Tissue biopsies are a routine step in the screening process for several conditions and it is

the standard for diagnosis for cancer. Biopsy procedures range in cost from $550 to $800.

There are about 1 million breast biopsy procedures per year in the United States. This

figure is produced from the following statistics:

• There are around 20 million mammograms ordered or provided at physician office

visits and hospital outpatient department visits in the United States per year.

National Ambulatory Medical Care Survey: 2006 Summary

• Less than 5% of mammograms are called back for a biopsy procedure. [Jemal A,

Murray T, Ward E, et al. “Cancer Statistics, 2005.” CA Cancer J Clin 55(1)

(2005):10-30]

The total value of breast biopsy procedures per year in the US is $550M, based on 1

million biopsies at the $550 per procedure.

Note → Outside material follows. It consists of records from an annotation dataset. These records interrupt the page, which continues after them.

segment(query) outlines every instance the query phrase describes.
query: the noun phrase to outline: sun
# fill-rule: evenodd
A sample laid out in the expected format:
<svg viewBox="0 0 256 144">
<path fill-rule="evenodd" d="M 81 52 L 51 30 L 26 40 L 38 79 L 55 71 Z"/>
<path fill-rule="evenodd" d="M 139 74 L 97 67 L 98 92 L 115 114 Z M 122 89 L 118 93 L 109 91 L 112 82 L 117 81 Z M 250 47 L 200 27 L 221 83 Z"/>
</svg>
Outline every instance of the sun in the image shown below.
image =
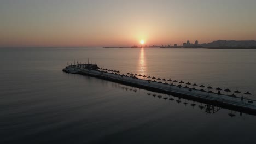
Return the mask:
<svg viewBox="0 0 256 144">
<path fill-rule="evenodd" d="M 143 45 L 145 43 L 145 41 L 144 41 L 144 40 L 142 39 L 141 40 L 141 41 L 139 43 L 141 43 L 141 44 Z"/>
</svg>

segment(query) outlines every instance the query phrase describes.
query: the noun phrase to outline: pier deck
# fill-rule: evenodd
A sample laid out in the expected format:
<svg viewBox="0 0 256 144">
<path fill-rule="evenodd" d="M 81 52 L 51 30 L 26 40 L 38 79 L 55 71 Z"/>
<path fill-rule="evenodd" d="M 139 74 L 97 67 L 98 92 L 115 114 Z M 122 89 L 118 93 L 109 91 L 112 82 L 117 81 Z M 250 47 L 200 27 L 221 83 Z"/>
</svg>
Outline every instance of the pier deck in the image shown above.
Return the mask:
<svg viewBox="0 0 256 144">
<path fill-rule="evenodd" d="M 148 82 L 147 80 L 144 79 L 102 72 L 97 69 L 83 68 L 83 67 L 85 67 L 85 65 L 67 66 L 63 69 L 63 71 L 66 73 L 80 74 L 106 79 L 124 85 L 143 88 L 152 92 L 187 98 L 256 115 L 256 101 L 255 100 L 244 99 L 243 101 L 242 101 L 240 98 L 232 97 L 224 94 L 218 95 L 215 93 L 208 93 L 199 90 L 189 91 L 189 89 L 182 87 L 179 87 L 176 86 L 171 86 L 170 85 L 164 85 L 153 82 Z M 253 103 L 248 103 L 248 100 L 252 100 Z"/>
</svg>

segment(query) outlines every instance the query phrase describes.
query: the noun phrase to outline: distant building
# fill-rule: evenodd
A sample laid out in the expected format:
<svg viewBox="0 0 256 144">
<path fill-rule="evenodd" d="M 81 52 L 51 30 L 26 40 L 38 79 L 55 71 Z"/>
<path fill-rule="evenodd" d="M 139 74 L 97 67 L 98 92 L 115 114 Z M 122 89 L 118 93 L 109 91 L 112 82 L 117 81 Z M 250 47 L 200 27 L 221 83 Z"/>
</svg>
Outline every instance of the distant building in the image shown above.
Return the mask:
<svg viewBox="0 0 256 144">
<path fill-rule="evenodd" d="M 256 41 L 219 40 L 201 45 L 206 48 L 256 48 Z"/>
</svg>

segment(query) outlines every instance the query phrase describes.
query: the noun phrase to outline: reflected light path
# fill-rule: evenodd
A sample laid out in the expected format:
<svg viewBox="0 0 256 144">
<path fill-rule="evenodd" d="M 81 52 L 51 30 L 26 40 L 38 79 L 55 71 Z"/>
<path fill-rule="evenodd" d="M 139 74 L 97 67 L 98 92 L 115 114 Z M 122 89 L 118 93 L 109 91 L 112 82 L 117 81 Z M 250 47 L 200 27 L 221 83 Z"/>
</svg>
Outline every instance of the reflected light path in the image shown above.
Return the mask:
<svg viewBox="0 0 256 144">
<path fill-rule="evenodd" d="M 137 66 L 138 73 L 142 75 L 146 75 L 145 73 L 147 71 L 146 69 L 146 63 L 145 61 L 145 55 L 144 52 L 144 48 L 141 49 L 139 52 L 139 59 L 138 61 L 138 64 Z"/>
</svg>

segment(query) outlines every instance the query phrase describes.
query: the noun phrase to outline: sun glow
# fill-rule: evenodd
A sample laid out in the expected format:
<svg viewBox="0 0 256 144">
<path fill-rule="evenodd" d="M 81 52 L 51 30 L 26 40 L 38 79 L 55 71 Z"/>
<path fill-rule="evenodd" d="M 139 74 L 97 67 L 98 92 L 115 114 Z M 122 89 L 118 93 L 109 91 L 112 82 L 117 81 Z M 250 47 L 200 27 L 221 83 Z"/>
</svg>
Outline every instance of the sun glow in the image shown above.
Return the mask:
<svg viewBox="0 0 256 144">
<path fill-rule="evenodd" d="M 143 45 L 145 43 L 145 41 L 144 41 L 144 40 L 142 39 L 141 40 L 141 41 L 139 43 L 141 43 L 141 44 Z"/>
</svg>

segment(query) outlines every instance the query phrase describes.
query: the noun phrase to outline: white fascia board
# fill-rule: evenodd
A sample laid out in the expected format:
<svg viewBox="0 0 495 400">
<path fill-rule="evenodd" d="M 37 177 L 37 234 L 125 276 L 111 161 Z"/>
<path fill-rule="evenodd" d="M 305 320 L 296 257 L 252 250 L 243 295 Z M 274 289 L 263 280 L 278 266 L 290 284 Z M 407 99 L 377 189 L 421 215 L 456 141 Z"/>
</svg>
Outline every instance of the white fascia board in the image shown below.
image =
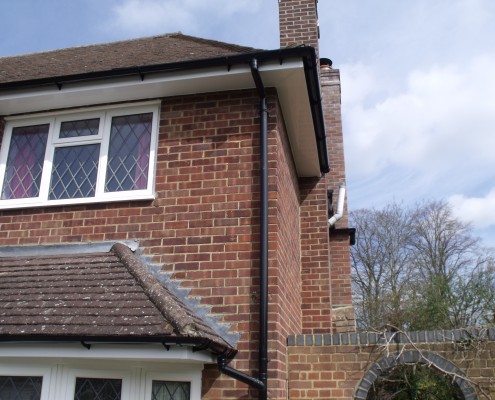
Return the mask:
<svg viewBox="0 0 495 400">
<path fill-rule="evenodd" d="M 143 344 L 91 344 L 87 349 L 78 343 L 1 343 L 2 359 L 63 358 L 77 360 L 139 360 L 177 363 L 215 363 L 216 358 L 207 351 L 193 351 L 191 347 L 170 346 L 167 350 L 157 343 Z"/>
<path fill-rule="evenodd" d="M 320 166 L 303 62 L 263 62 L 265 87 L 277 89 L 299 176 L 319 176 Z M 254 88 L 249 65 L 237 64 L 163 73 L 66 83 L 0 92 L 0 115 L 34 113 L 170 96 Z"/>
</svg>

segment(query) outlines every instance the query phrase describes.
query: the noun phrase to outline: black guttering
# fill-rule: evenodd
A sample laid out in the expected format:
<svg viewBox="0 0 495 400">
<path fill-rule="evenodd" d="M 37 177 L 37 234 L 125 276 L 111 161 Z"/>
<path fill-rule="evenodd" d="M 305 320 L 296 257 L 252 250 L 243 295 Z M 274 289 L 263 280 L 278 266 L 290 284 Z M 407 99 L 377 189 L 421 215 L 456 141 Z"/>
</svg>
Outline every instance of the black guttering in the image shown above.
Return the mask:
<svg viewBox="0 0 495 400">
<path fill-rule="evenodd" d="M 93 344 L 161 344 L 167 350 L 173 346 L 190 347 L 193 351 L 208 350 L 217 357 L 231 359 L 237 350 L 228 346 L 222 346 L 215 341 L 204 337 L 180 337 L 180 336 L 139 336 L 139 335 L 41 335 L 18 334 L 0 335 L 0 343 L 80 343 L 86 348 Z"/>
<path fill-rule="evenodd" d="M 230 69 L 236 64 L 250 65 L 251 60 L 255 58 L 258 64 L 266 61 L 278 61 L 283 64 L 284 59 L 302 58 L 304 64 L 304 73 L 306 86 L 308 88 L 308 97 L 310 101 L 311 114 L 313 117 L 313 126 L 315 130 L 315 139 L 318 149 L 318 159 L 321 173 L 330 171 L 328 162 L 328 153 L 326 146 L 325 123 L 323 119 L 323 110 L 321 106 L 321 93 L 318 73 L 318 61 L 316 51 L 313 47 L 299 46 L 277 50 L 258 51 L 254 53 L 238 54 L 227 57 L 215 57 L 202 60 L 180 61 L 168 64 L 155 64 L 135 66 L 129 68 L 117 68 L 106 71 L 88 72 L 82 74 L 65 75 L 59 77 L 30 79 L 25 81 L 4 82 L 0 83 L 0 92 L 4 90 L 20 90 L 36 87 L 55 86 L 62 89 L 65 84 L 87 82 L 111 78 L 125 78 L 130 76 L 139 76 L 140 79 L 146 79 L 148 74 L 180 72 L 188 70 L 197 70 L 203 68 L 214 68 L 225 66 Z"/>
<path fill-rule="evenodd" d="M 251 74 L 260 98 L 260 319 L 258 347 L 258 378 L 228 366 L 225 356 L 218 357 L 218 369 L 234 379 L 259 390 L 259 399 L 266 400 L 268 381 L 268 107 L 266 91 L 258 70 L 258 61 L 252 58 Z"/>
</svg>

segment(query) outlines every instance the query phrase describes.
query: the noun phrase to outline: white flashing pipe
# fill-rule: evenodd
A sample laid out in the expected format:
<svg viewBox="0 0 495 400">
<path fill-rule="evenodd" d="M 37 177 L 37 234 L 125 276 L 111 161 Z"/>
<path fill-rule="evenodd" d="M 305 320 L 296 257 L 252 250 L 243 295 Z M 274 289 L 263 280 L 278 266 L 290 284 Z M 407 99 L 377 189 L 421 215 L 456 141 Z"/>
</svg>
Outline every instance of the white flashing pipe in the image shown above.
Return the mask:
<svg viewBox="0 0 495 400">
<path fill-rule="evenodd" d="M 337 212 L 328 220 L 328 226 L 333 226 L 344 215 L 345 183 L 339 185 L 339 200 L 337 202 Z"/>
</svg>

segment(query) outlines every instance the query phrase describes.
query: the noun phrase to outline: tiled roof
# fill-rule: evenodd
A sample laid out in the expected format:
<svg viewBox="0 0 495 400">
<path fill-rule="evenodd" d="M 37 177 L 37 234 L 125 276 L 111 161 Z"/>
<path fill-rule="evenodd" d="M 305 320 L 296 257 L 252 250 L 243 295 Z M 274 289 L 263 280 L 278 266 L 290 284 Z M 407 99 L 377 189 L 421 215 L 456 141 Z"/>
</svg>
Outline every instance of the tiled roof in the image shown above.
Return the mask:
<svg viewBox="0 0 495 400">
<path fill-rule="evenodd" d="M 234 352 L 123 244 L 106 253 L 0 257 L 0 276 L 1 341 L 155 338 Z"/>
<path fill-rule="evenodd" d="M 172 33 L 142 39 L 0 57 L 0 83 L 238 55 L 256 51 Z"/>
</svg>

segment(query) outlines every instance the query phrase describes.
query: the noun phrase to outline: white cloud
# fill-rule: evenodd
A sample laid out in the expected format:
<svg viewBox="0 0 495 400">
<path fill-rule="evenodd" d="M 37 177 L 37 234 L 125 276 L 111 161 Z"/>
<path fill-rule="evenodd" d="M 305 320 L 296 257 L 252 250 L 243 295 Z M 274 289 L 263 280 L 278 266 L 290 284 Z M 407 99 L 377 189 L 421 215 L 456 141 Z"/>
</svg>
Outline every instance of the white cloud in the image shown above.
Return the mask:
<svg viewBox="0 0 495 400">
<path fill-rule="evenodd" d="M 448 199 L 455 214 L 475 228 L 482 229 L 495 225 L 495 188 L 484 197 L 468 197 L 462 194 Z"/>
<path fill-rule="evenodd" d="M 483 55 L 462 66 L 415 70 L 405 91 L 382 100 L 386 80 L 377 71 L 342 67 L 343 92 L 350 92 L 343 97 L 349 172 L 359 178 L 390 168 L 439 179 L 453 179 L 453 172 L 456 179 L 474 171 L 491 174 L 494 68 L 495 55 Z"/>
</svg>

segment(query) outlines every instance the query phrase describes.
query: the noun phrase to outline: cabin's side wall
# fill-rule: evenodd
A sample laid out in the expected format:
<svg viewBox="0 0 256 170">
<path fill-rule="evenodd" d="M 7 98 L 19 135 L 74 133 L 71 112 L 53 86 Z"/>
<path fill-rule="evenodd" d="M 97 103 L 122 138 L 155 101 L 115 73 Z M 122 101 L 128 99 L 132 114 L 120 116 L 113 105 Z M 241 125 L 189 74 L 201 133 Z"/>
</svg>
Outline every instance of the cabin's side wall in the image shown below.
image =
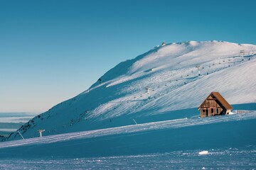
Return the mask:
<svg viewBox="0 0 256 170">
<path fill-rule="evenodd" d="M 200 116 L 203 118 L 206 116 L 220 115 L 223 110 L 223 106 L 218 104 L 218 101 L 213 98 L 213 96 L 209 96 L 200 108 Z"/>
</svg>

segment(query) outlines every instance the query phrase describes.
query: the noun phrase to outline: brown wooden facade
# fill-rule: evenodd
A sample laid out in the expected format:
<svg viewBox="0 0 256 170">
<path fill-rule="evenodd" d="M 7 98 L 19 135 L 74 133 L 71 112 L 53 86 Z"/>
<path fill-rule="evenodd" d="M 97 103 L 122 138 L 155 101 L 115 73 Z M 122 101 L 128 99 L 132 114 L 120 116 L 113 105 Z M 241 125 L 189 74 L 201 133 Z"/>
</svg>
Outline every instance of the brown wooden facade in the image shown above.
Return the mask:
<svg viewBox="0 0 256 170">
<path fill-rule="evenodd" d="M 211 92 L 198 107 L 201 118 L 227 115 L 231 109 L 233 109 L 232 106 L 218 92 Z"/>
</svg>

The estimated size of the liver, kidney and pancreas biopsy markets in the US on an

annual basis is $250M. ( This is derived using the same cancer case/biopsy ratio from the

above case for breast biopsy: 4/1. )

The total procedure cost for breast, kidney, liver and pancreas biopsy procedures per year

in the US is approximately $800M.

Market Relationships


• The target users are pathologists, radiologists, surgeons, oncologists, general

practitioners, medical physicists, urologic oncologists. < http://www.cancer.org >

• The influencers for purchasing and specification are clinicians involved in the

diagnosis of breast health issues such as nurses, gynecologists and general

physicians. Equipment technicians and lab technicians may also be included in

this category.

• The decision makers for purchasing capital equipment such as the Verica

system are purchasing agents, hospital value review boards, clinic and hospital

administrations.

Sources of Revenue

Revenue will be derived from a combination of special-purpose guided-needle ultrasound

systems, probe-related proprietary disposables, and software upgrades. Training fees,

extended warrantees and services contracts will provide additional revenue. The probe

and software may be licensed as an OEM subsystem for integration with general-purpose

ultrasound diagnostic imaging systems.


Competition

The competition for Verica are the global players in the medical application of ultrasound

technology. The major players in the US and Europe include Siemens Medical, Philips,

and GE Healthcare. Toshiba and Chongqing are major players in Asia. The majority of

activity is in screening and diagnosis.

The global market for diagnostic imaging is large and growing. Verica is addressing a

relatively small segment of that total market that is underserved by the major players. The

global diagnostic imaging market is forecast to reach $24.6 billion in 2015 (reference:

Diagnostic Imaging Market to Grow 7 Percent by 2015 , Imaging Technology News

http://www.itnonline.net).

Our strategy includes forming a strategic partnership with one of the potential competitors.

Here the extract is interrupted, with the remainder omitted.